Das crianças e seu mundinho engraçado

Sou vizinho de porta de uma família de propaganda de margarina. Um tiozinho de certa idade, uma senhorinha muito simpática e uma menininha que é um doce: não grita, não esperneia, e sempre que a gente pega elevador junto ela vem “batendo papo” comigo, do alto da sua sabedoria de 3 anos de idade.

Saio pro trabalho no mesmo horário que ela está indo pra escolinha dela, então sempre pego elevador com ela. Às vezes eu saio de casa com um docinho qualquer pra dar pra ela, pra desespero da mãe dela. Enfim: a mini-vizinha é minha amiga, e eu realmente morro de rir com as palhaçadas daquela criaturinha.
Eu não sei o nome dela, mas eu costumo fazer amigos na faixa etária de 1~4 anos por algum motivo que desconheço. Deve ser a idade mental semelhante.

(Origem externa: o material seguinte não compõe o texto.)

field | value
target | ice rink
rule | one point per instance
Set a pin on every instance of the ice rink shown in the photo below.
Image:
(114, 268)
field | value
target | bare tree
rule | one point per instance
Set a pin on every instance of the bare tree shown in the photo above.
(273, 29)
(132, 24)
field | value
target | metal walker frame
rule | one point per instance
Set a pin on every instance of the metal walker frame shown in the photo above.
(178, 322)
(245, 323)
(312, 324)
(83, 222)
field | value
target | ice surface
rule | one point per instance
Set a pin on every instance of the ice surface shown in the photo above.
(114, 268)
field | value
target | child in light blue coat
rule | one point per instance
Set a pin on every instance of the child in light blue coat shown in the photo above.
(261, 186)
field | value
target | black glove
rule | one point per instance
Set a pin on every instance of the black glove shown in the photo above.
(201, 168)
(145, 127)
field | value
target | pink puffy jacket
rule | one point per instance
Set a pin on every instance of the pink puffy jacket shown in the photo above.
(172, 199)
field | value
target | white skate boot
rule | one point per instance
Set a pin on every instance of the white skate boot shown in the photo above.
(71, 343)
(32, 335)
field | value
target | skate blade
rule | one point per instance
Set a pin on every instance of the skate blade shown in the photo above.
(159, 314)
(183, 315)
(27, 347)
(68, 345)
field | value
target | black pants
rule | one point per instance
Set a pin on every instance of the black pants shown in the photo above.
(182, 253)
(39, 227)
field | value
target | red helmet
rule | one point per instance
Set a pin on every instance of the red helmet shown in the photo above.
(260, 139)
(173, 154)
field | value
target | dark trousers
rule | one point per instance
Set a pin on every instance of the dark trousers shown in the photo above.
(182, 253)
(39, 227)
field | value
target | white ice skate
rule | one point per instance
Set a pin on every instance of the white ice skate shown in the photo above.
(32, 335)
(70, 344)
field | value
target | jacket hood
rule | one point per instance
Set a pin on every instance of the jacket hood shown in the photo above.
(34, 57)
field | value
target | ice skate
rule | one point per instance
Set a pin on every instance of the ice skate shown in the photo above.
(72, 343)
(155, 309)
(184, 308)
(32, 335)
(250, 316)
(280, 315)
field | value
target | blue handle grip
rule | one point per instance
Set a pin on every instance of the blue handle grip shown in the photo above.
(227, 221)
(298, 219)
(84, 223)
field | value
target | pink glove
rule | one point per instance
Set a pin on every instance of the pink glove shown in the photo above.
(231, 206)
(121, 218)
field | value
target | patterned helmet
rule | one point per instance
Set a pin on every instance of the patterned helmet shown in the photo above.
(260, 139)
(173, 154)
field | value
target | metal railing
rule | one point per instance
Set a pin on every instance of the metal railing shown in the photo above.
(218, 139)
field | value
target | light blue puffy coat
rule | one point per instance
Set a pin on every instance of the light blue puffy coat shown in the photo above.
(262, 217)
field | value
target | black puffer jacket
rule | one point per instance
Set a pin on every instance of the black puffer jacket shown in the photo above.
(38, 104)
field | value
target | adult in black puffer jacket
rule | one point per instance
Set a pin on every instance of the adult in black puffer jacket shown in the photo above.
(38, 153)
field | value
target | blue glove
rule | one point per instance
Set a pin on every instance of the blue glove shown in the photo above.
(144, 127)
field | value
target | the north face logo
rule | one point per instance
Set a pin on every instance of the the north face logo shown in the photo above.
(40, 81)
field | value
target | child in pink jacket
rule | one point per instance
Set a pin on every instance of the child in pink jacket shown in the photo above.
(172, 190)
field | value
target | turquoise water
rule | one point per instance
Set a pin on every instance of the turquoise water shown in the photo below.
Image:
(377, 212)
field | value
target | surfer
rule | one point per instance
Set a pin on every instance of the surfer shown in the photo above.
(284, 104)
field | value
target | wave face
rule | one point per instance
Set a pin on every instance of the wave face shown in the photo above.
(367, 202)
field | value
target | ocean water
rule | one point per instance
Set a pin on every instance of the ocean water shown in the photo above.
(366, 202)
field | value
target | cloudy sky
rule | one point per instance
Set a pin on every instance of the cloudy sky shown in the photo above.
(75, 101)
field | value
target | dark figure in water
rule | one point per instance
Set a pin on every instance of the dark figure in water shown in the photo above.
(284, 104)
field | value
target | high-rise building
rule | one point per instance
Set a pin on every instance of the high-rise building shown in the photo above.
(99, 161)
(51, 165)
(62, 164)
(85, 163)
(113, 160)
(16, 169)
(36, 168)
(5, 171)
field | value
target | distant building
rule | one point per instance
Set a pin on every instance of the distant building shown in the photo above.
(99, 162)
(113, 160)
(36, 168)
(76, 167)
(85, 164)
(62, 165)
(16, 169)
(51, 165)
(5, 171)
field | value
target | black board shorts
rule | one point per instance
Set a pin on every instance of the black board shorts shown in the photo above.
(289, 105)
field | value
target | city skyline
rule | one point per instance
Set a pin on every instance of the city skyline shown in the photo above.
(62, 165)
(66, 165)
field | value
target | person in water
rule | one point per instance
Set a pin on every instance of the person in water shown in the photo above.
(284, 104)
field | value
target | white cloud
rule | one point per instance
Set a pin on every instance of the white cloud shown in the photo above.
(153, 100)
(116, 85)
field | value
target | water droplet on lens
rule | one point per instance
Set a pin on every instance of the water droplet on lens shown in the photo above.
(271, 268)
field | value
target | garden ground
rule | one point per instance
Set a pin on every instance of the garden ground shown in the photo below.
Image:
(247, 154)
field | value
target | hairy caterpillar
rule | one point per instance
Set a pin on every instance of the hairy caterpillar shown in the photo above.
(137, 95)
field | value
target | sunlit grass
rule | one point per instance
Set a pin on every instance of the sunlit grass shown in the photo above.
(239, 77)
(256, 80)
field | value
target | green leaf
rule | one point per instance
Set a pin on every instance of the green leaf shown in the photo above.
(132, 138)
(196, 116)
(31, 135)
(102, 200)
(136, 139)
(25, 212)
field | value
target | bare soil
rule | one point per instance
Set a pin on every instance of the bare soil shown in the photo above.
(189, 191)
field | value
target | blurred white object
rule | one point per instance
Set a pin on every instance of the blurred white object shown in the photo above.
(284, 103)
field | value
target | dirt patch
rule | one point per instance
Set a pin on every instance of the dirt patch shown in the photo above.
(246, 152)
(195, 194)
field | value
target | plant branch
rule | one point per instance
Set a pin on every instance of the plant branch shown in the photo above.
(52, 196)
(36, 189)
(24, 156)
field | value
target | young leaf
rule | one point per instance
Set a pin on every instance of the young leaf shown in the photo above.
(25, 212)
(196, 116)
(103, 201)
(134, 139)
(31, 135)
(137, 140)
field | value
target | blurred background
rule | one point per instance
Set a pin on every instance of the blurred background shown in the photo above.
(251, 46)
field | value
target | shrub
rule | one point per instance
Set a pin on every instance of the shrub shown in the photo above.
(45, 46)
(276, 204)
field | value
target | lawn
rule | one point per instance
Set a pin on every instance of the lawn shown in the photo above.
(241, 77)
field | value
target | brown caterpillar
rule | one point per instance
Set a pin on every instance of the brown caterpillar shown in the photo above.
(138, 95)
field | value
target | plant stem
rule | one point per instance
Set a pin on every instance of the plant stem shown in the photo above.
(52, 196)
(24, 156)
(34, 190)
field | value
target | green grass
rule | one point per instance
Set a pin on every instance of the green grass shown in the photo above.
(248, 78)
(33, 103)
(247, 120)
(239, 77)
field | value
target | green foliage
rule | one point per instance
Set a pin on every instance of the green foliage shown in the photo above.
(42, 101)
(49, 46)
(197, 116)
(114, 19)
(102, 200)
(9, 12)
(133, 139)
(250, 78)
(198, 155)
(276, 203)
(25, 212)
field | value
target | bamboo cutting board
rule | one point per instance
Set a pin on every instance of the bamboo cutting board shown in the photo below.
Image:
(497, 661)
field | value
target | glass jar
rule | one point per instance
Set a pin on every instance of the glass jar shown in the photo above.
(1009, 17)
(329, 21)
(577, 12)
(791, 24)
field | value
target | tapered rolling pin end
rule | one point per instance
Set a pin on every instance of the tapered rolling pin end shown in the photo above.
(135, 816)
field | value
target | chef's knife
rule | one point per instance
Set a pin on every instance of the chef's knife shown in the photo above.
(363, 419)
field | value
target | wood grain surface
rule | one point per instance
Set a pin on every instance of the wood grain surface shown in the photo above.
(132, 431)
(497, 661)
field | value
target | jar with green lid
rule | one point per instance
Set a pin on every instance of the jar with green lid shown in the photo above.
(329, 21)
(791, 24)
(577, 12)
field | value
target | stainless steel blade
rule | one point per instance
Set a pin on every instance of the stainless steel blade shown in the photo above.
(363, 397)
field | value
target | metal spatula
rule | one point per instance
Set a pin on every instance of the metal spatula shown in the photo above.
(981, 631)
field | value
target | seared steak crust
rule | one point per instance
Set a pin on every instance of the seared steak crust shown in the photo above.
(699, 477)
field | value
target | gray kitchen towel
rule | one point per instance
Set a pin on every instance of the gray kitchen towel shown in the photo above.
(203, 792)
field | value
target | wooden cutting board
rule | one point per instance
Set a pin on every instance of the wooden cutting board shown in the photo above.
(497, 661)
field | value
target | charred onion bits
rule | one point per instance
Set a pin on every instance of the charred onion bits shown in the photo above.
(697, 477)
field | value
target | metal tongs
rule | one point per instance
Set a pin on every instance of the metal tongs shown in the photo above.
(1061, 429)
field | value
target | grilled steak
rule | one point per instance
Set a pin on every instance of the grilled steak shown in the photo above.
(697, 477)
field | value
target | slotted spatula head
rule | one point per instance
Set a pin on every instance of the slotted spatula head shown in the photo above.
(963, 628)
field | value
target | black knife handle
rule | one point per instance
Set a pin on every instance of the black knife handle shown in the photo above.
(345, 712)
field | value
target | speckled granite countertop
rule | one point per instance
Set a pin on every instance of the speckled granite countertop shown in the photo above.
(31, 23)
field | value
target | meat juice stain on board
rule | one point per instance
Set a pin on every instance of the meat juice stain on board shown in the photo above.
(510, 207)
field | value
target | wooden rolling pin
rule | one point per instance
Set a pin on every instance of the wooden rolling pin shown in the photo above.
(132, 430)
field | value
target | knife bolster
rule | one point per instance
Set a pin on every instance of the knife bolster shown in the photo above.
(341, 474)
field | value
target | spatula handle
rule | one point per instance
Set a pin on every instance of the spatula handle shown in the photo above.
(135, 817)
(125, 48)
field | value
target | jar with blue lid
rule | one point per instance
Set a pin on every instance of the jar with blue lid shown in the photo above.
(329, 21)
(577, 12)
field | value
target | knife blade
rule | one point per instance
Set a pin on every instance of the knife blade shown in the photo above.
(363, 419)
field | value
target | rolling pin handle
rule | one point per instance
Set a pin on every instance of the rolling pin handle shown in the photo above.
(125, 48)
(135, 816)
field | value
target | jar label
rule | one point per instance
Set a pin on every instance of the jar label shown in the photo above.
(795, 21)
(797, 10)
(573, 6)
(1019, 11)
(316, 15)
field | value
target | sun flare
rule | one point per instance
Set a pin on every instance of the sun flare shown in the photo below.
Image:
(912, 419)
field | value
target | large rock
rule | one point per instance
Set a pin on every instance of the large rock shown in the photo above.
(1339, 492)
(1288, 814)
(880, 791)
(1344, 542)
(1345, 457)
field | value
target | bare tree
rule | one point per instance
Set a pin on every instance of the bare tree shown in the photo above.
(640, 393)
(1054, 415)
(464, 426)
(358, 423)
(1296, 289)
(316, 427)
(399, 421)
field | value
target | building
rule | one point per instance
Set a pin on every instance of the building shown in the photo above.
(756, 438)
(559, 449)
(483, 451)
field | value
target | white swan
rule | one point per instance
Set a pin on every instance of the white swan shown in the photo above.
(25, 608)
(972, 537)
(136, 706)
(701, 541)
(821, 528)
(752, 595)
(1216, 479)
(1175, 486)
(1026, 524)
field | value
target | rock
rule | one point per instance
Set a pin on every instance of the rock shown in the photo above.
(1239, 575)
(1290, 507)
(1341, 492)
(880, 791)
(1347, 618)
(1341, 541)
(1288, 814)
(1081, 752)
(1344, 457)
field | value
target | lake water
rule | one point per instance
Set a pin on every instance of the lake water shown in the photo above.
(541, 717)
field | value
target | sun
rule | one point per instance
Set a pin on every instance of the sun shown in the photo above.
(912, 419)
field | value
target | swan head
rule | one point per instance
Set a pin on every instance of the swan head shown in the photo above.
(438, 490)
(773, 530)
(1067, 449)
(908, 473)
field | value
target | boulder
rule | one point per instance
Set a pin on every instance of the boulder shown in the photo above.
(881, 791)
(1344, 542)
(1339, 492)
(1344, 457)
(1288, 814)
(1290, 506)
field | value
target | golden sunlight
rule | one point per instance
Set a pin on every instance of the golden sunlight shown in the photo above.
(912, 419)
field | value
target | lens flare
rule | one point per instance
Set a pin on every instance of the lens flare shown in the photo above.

Enfim… hoje de manhã cedo eu parti o coração dela.
Saí um pouco mais cedo que de costume, e meio atucanado, porque precisava pra tirar / colocar algumas tralhas no carro.
A mãe estava no hobby box do meu andar, que fica ao lado do meu apartamento. E ela passeando por ali, ao redor da mãe, meio desatenta pro mundo.

Eis que o desatento da história era eu, na verdade; e ao sair do apartamento com uma caixa na mão, não percebo que ao caminhar eu esmaguei com a sola da bota o pobre periquito que a menina tinha como bichinho de estimação.

E pelo amor de deus, a cara de desespero dela me fez sentir como se eu tivesse matado a mãe dela!

(Sim, eu também estranhei; mas o periquito não voava, fui saber depois.)

Ela abraçava a mãe, chorava pelo periquito, e eu num misto de tristeza e vergonha pela burrice de esmagar o pobre do bichinho.

Meio sem saber o que fazer, morrendo de vergonha, saio correndo rumo à agropecuária ali perto. A ideia: comprar outro periquito e tentar conter as lágrimas da minha amiguinha.

Retorno pra casa munido de um periquito qualquer. Pras cores que eu vejo, ele era lindo – só tinha um pequeno problema na cabeça – meio carequinha num pedacinho no topo da cachola.

Toco a campainha e entrego a caixinha pra ela. Ela abre a caixinha, toda faceira, pega o periquito e repara logo na tampa desfalcada do crânio do bichinho. Eu já esperava uma reação do tipo “mãe, esse aqui veio estragado”. Ao invés disso, ela faz um sorrisinho maroto, olha pra trás pra mãe dela e dispara:

“Olha, mamãe! Careca e feinho igual ao papai!”

E se essa criaturinha largando uma dessas logo cedo não pode fazer o meu dia melhor, o que mais poderia?

Bom dia, seus careca feinho igual ao papai!